There were two avenues available once the technique of spinning the conductive threads/yarns was perfected. The Jacquard developers explain, “Using conductive yarns, bespoke touch and gesture-sensitive areas can be woven at precise locations, anywhere on the textile. Alternatively, sensor grids can be woven throughout the textile, creating large, interactive surfaces.” You can weave into the shirt or jacket a small area in a convenient location or the whole garment could be wired and connected. For the Commuter Trucker Jacket, the interactive surface is woven into the sleeve, on top of the wrist. In the photo below, it’s the bumpy surface to the right of the button.
Think of it as a cellphone or laptop touchpad on your arm, and you use your fingers to swipe or tap, just as you would with a touchscreen. The computer could be your phone in your pocket, which you control without reaching for it.

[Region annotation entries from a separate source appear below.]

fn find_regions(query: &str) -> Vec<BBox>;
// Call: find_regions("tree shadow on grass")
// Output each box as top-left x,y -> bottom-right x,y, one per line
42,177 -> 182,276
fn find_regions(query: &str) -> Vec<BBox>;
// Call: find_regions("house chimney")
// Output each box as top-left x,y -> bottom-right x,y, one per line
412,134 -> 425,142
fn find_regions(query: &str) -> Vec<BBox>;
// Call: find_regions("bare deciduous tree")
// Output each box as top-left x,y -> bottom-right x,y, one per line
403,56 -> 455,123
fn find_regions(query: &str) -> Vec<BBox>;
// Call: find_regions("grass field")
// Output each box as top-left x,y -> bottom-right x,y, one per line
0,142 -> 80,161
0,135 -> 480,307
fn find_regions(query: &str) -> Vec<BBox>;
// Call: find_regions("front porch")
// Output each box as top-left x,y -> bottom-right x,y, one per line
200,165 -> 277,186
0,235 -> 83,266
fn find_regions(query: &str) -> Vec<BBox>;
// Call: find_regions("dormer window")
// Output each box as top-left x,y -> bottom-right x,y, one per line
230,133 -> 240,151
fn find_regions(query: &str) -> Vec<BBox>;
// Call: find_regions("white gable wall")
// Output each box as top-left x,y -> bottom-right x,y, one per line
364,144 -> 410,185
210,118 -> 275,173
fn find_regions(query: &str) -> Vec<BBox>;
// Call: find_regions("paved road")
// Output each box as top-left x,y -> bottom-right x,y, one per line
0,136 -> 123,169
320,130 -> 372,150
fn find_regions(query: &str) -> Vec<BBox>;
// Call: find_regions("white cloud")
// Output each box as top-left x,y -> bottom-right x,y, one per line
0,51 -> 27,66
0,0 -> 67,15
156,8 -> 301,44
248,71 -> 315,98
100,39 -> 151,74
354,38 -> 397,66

Take calls, dismiss calls, play music, get turn-by-turn directions for driving, walking, or navigating on your bike. The flap and the button to the left of the fabric touchpad are not just sleeve fasteners.
The conductive yarns in the sleeve are connected to the button, which house chip connectors that add additional touch and gesture instructions with tap and tap-and-hold possibilities. All of the sleeve’s instructions can be transmitted to mobile phones, tablets, laptops, external speakers, and so on. Direct feedback to the user is possible using LEDs on the buttons or haptic touch responses on the sleeve.
And now, after a fairly long period of development, the first app/garment will go on sale later this year. This is what it looks like:
Now if you think about what “wearable technology” has looked like so far, with bulky virtual reality goggles or helmets, or most of the early fashion-absent smartwatches, this latest example certainly looks unusually normal—like most other nonwired Levi’s jackets. No wires, no lumpy connector boxes—just a jacket. Neat.
For their part, the Jacquard team has declared their technology “a blank canvas” not only for fashion designers but for those technologists who specialize in human/computer interfaces. On their website, they explain, “We are just at the beginning. And we are really excited to see what people are going to do with it.”